(Bloomberg) -- South African policy makers will only respond to changes in the exchange rate if they cause inflation to accelerate, central bank Governor Lesetja Kganyago said.
“Our approach in South Africa has been and continues to be that we do not react to the first-round effect of depreciation or appreciation of the currency,” he said at a forum in Washington on Wednesday. “We will only act to the extent that we think the depreciation of the currency would lead to a rise in inflation.”
Kganyago spoke before semi-annual meetings of the International Monetary Fund and World Bank, where finance ministers and policy makers will gather to discuss potential threats to global economic expansion. He noted that rising interest rates in developed nations may prompt capital to flee emerging markets and cause their currencies to weaken. Currency depreciation can fuel inflation by raising the price of imports.

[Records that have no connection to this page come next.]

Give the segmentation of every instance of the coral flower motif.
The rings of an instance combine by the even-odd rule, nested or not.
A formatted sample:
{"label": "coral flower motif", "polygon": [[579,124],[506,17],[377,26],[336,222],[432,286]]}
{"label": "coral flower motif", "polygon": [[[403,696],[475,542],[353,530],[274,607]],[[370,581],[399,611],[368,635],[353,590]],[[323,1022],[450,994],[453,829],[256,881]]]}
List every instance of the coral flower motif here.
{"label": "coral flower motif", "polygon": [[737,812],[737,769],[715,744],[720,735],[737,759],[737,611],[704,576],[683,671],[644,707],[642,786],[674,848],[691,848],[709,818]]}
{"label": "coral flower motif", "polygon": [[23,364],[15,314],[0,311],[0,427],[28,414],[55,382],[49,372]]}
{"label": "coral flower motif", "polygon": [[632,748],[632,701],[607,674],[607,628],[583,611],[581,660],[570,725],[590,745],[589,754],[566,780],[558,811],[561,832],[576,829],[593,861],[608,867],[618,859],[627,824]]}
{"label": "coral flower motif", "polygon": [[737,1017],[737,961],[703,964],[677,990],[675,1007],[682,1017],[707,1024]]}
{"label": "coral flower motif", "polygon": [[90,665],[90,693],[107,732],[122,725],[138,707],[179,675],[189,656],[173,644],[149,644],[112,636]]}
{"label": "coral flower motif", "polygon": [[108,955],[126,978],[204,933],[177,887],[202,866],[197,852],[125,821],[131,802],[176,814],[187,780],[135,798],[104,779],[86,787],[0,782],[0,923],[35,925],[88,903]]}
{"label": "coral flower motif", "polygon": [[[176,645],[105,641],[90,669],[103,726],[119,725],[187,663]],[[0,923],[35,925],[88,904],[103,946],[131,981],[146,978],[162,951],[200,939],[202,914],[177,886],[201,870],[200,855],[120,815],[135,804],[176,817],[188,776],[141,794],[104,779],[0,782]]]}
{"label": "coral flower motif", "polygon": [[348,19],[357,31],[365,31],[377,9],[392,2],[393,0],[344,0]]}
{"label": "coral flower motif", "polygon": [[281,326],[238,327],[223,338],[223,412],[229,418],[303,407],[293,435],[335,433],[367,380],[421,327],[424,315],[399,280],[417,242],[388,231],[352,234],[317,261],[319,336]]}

Africa’s most-industrialized economy has managed to reduce some of its key vulnerabilities such as the size of its current-account deficit as a share of the economy, he said. As a result, the bank has some “breathing space” should risks to the inflation outlook -- such as currency movements or a spike in oil prices -- come to fruition, he said.
South Africa’s inflation rate fell to a seven-year low last month, with prices gaining an annual 3.8 percent, well within the central bank’s target range of 3 percent to 6 percent. The rand has appreciated about 4 percent to the dollar so far this year. It weakened 0.3 percent to 11.9616 by 12:21 p.m. in Johannesburg.